Firms will need to invest in training staff carefully as to what constitutes a breach and what must be reported.

In light of the very tight timescales for reporting and the hefty fines involved, firms will also need to put in place a robust breach detection system, plus good investigation and internal reporting procedures.

Rules around subject access requests also become more difficult, again with significant fines for getting it wrong. These rules were complex under the old regime: they are about to become a whole lot worse.

The risks

The fine for non-compliance has risen from £500,000 under the Data Protection Act, to up to four per cent of turnover, or €20m.

The risk of breaches being identified is higher because consumers (or clients) are becoming ever more aware of their rights. Some 18,300 cases were brought to the ICO last year, an increase of 2,000 on the previous year. Meanwhile, the ICO is busy recruiting staff to beef up its operation in Wilmslow, and has already said that it has law firms in its sights.

A serious data breach will also need to be reported to the Solicitors Regulation Authority (SRA), which could take action against a firm for a breach of principle 10 of the SRA Code of Conduct (protecting client money and assets).

Data breaches would also leave firms vulnerable to civil claims for damages from individuals whose data we misuse; they can sue for breach of the GDPR, misuse of private information, and/or breach of confidence.

Firms also risk criminal prosecution. 21 convictions were secured last year: six for non-notification offences; four for failing to respond to an information notice; and 11 for unlawfully obtaining data.
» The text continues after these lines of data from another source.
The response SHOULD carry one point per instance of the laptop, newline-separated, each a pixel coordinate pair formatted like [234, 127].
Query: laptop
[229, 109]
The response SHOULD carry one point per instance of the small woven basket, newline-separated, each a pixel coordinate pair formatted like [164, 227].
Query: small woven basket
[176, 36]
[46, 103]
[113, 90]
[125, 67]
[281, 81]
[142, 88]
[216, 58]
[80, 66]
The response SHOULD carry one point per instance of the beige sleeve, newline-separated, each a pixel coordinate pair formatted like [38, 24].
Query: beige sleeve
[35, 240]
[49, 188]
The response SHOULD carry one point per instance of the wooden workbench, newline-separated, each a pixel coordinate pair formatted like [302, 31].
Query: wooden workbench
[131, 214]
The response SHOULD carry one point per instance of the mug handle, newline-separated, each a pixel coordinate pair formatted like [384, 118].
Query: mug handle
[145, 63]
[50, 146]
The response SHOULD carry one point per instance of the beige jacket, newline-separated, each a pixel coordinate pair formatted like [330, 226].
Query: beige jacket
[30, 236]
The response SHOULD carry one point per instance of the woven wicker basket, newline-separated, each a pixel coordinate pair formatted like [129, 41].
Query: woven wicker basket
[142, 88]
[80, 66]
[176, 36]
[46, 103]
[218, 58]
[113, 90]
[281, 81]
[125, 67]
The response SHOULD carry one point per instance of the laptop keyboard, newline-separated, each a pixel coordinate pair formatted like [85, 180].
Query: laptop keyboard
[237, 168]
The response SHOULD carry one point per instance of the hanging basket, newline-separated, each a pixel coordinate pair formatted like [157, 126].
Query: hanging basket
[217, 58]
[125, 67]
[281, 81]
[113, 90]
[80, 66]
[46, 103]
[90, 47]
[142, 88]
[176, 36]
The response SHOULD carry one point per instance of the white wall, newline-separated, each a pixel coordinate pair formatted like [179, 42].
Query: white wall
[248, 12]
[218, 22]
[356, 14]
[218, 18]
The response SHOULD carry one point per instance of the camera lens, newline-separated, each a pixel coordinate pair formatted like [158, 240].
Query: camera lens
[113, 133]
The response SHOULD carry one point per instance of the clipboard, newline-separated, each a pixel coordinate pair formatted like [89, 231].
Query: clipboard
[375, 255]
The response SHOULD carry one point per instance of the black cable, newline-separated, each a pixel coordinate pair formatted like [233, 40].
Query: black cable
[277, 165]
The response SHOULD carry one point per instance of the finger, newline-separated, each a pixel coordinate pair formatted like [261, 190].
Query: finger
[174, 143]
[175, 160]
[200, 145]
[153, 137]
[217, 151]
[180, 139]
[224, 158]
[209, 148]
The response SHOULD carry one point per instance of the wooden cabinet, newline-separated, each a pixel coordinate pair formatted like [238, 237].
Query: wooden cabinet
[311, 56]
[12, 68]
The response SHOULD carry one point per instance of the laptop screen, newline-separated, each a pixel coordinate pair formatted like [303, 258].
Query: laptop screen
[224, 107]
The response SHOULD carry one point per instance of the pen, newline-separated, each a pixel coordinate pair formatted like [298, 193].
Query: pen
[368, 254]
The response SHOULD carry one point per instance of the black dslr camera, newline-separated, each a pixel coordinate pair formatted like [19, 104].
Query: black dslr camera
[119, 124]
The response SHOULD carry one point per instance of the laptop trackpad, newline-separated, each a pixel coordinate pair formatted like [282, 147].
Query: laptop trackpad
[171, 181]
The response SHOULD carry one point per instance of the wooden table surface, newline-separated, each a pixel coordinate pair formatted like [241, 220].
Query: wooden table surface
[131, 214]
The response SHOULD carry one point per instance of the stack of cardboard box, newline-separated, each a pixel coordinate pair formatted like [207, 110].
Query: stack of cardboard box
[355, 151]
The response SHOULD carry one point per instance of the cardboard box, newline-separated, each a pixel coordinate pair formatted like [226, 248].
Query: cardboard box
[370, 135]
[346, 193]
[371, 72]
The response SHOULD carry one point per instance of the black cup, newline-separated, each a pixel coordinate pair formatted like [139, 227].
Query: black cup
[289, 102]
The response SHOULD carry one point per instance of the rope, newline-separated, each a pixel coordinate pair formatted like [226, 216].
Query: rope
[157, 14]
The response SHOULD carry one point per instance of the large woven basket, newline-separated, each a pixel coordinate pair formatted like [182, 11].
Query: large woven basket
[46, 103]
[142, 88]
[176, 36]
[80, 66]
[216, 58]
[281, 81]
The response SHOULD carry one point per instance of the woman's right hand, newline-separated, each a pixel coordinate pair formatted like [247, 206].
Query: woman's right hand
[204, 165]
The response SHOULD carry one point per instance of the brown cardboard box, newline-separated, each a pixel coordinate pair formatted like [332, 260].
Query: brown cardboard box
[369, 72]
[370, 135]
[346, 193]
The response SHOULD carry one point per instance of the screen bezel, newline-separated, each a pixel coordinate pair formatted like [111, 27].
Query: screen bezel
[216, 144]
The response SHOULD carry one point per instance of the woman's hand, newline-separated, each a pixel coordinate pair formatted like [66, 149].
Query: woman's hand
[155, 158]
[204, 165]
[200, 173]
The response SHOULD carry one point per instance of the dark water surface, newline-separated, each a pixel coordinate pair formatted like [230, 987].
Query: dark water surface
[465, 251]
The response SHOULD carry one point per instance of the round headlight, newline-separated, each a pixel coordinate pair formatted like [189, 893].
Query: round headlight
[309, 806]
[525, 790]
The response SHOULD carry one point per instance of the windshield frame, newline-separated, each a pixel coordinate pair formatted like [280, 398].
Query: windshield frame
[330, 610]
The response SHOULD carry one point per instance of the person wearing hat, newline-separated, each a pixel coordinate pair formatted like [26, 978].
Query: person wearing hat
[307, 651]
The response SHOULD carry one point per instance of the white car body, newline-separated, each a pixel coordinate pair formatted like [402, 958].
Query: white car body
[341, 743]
These numbers may look relatively low, but they add up to a 50 per cent increase in criminal prosecutions, and the numbers are unlikely to stop there.

What firms need to do

We certainly need to take the new regulation seriously: there is too much at stake not to. If there are any firms out there which haven’t yet embarked on a rewrite of policies and procedures, together with a training programme – now may be a good time to start. The longer you leave it, the harder it will be.

The longer strategic play is not just about avoiding fines, it’s about winning customer confidence and being seen as the kind of business that can be trusted. The firms which can get it right – which are prepared to buy into the whole notion from boardroom level down, and train their staff properly – will be the winners in the new GDPR environment.